Trump Impeachment Defense Lawyer Bruce Castor's Opening Statements Eviscerated by Critics

Bruce Castor, former President Donald Trump's impeachment attorney, faced criticism following his opening statement Tuesday during the Senate impeachment trial.

Newsmax TV, a right-wing cable news channel, was showing Castor's opening statements but cut him off shortly after to conduct an interview with Alan Dershowitz.

Dershowitz, a Harvard Law School professor emeritus and member of Trump's defense team during his first impeachment trial, began his interview by saying "there is no argument."

"I have no idea what he's doing. I have no idea why he's saying what he's saying," Dershowitz said about Castor.

During his opening statement, Castor said that the Democratic impeachment managers provided an "outstanding presentation" by showing the events of the January 6 riots at the U.S. Capitol and added that the senators who are acting as jurors in the trial are "extraordinary people, in the technical sense."

Dershowitz went on to criticize Castor for introducing himself to the senators and said, "He's introducing himself, 'I'm a nice guy. I like my senators. I know my senators. Senators are great people.' C'mon. The American people are entitled to an argument—a constitutional argument."

"We know that hard cases make bad law, I probably would have started with that. This is a hard case, this is an emotional case. He did say, and I think very appropriately, that everybody wants to take revenge when they see a horrible event that took place at the Capitol, but then he went off, I just don't understand it," Dershowitz said. "It's not the kind of argument I would have made, I have to tell you that."

Bruce Castor
Bruce Castor Jr., defense lawyer for former President Donald Trump, speaks on the first day of former President Donald Trump's second impeachment trial at the U.S. Capitol on February 9, in this screenshot taken from a congress.gov webcast. Handout/Getty

In an email sent to Newsweek, Dershowitz wrote, "[Castor] has a different style than mine. I didn't really understand the theory of his opening."

Dershowitz's email to Newsweek added that Trump's other impeachment attorney, David Schoen, "was excellent and did a great job."

In addition to Dershowitz, many others took to social media to criticize Castor's opening arguments.

Fox News contributor Geraldo Rivera called the presentation by Trump's defense attorneys "mediocre," while former Fox commentator Robert G. Beckel wrote, "I wouldn't want this guy represent me for a traffic ticket!"

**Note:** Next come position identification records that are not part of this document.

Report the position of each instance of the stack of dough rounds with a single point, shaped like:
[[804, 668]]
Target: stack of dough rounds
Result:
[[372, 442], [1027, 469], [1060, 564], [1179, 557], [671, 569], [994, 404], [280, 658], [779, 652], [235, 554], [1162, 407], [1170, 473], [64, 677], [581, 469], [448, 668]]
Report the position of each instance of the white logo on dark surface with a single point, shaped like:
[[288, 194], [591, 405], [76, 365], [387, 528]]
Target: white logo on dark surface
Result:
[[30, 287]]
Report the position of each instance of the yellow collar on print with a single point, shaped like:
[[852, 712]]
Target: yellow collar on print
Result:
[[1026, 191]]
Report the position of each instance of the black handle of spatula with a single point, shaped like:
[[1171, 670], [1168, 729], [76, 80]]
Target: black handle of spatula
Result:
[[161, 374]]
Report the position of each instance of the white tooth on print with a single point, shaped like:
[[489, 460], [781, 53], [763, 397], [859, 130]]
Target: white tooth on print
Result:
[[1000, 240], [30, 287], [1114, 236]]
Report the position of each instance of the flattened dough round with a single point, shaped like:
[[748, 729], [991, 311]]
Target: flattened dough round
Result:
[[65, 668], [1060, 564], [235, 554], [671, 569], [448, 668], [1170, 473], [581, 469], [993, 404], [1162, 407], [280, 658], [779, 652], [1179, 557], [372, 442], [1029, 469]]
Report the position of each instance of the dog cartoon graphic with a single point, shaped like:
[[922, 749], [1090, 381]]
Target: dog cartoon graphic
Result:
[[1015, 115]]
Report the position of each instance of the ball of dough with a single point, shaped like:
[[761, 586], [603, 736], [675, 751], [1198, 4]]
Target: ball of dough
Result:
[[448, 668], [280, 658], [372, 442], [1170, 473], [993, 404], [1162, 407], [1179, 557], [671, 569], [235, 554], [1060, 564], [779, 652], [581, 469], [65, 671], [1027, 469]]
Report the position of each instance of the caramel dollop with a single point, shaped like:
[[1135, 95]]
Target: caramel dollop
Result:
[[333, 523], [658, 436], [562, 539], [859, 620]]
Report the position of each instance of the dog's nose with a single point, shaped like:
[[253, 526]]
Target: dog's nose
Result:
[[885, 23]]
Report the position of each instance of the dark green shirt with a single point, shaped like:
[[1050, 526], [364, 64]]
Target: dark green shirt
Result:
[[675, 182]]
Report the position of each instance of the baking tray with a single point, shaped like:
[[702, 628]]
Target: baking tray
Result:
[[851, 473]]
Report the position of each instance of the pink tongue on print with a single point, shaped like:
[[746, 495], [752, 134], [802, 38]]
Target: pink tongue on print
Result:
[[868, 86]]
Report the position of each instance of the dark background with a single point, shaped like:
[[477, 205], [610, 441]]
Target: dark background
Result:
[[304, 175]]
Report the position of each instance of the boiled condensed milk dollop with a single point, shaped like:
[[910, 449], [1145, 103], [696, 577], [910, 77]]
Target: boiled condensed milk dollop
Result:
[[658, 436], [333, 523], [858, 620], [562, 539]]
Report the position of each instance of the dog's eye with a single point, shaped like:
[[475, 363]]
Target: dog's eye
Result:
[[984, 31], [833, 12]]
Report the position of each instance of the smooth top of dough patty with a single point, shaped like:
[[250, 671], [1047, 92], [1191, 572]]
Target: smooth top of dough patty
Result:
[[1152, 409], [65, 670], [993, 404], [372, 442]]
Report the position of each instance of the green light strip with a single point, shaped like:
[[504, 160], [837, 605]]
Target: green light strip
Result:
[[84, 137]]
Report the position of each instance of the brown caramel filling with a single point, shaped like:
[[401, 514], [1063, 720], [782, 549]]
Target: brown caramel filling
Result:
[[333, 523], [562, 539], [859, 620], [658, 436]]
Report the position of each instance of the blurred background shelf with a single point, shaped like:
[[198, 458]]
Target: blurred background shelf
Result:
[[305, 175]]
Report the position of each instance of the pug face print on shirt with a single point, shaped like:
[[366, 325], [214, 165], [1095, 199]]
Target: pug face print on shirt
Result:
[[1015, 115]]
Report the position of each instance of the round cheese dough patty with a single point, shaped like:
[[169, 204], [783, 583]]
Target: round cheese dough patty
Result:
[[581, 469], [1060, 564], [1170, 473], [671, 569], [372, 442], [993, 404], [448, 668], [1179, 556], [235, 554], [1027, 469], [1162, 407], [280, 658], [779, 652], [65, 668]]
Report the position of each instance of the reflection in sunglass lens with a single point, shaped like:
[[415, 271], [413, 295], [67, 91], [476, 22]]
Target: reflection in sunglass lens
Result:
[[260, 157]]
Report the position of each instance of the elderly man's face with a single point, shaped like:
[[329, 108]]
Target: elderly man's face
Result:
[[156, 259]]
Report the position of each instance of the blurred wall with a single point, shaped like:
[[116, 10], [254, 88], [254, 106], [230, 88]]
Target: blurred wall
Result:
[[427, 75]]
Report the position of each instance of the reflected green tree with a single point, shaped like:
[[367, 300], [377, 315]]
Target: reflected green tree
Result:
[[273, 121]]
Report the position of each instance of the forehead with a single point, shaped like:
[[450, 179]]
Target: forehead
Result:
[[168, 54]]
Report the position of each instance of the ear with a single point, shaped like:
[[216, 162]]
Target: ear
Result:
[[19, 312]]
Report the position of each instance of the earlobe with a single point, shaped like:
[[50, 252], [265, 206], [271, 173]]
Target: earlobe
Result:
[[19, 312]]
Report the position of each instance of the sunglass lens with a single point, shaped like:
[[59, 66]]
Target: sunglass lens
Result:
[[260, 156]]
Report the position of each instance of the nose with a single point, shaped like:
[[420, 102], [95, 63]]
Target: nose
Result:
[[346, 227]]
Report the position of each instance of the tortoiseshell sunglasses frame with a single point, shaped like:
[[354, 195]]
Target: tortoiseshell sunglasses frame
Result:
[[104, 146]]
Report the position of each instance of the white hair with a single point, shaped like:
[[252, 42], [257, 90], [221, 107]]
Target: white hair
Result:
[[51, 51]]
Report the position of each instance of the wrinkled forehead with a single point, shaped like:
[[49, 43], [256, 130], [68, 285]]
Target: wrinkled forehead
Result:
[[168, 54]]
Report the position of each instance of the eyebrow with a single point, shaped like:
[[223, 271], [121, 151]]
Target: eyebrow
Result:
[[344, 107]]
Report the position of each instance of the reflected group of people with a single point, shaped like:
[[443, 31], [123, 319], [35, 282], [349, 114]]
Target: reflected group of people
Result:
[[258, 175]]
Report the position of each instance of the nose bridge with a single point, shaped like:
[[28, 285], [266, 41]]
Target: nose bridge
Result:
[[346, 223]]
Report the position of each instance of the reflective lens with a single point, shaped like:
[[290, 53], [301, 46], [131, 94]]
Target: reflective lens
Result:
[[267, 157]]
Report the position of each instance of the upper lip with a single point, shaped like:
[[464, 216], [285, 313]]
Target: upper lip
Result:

Similarly, Harry Litman, former U.S. attorney and legal affairs columnist for the Los Angeles Times, tweeted, "I don't see how he could have mooted (practiced) this argument in front of anybody, which is malpractice. no professional colleague could have listened to the whole presentation and not tried to get him to overhaul it."

I don't see how he could have mooted (practiced) this argument in front of anybody, which is malpractice. no professional colleague could have listened to the whole presentation and not tried to get him to overhaul it.

— Harry Litman (@harrylitman) February 9, 2021

Conservative pollster Frank Luntz and Washington Examiner chief political correspondent Byron York also criticized Castor's opening arguments. Luntz wrote on Twitter that judging by Castor's comments, "I guess this lawyer doesn't know what people think," while York called it a "waste of time."

Has anyone told Trump’s lawyer not to wear a black pinstriped suit?

They make viewers think of the Mafia – and what you wear has an impact on what people think.

Then again, judging by his comments, I guess this lawyer doesn’t know what people think.https://t.co/dNrVpIRZqg

— Frank Luntz (@FrankLuntz) February 9, 2021

Louisiana Republican Senator Bill Cassidy also criticized Castor and in a statement announcing that he was voting to affirm the trial's constitutionality, he wrote, "The House managers had much stronger constitutional arguments. The president's team did not."

Castor's opening arguments came during the second Senate impeachment trial against Trump for "incitement of insurrection." Members of the House previously voted in favor of impeaching Trump, with many citing his rhetoric after the election as a spark for the violent riots at the Capitol.

Newsweek reached out to Castor for comment but did not receive a response in time for publication.

Updated to include additional posts criticizing Castor's opening statement.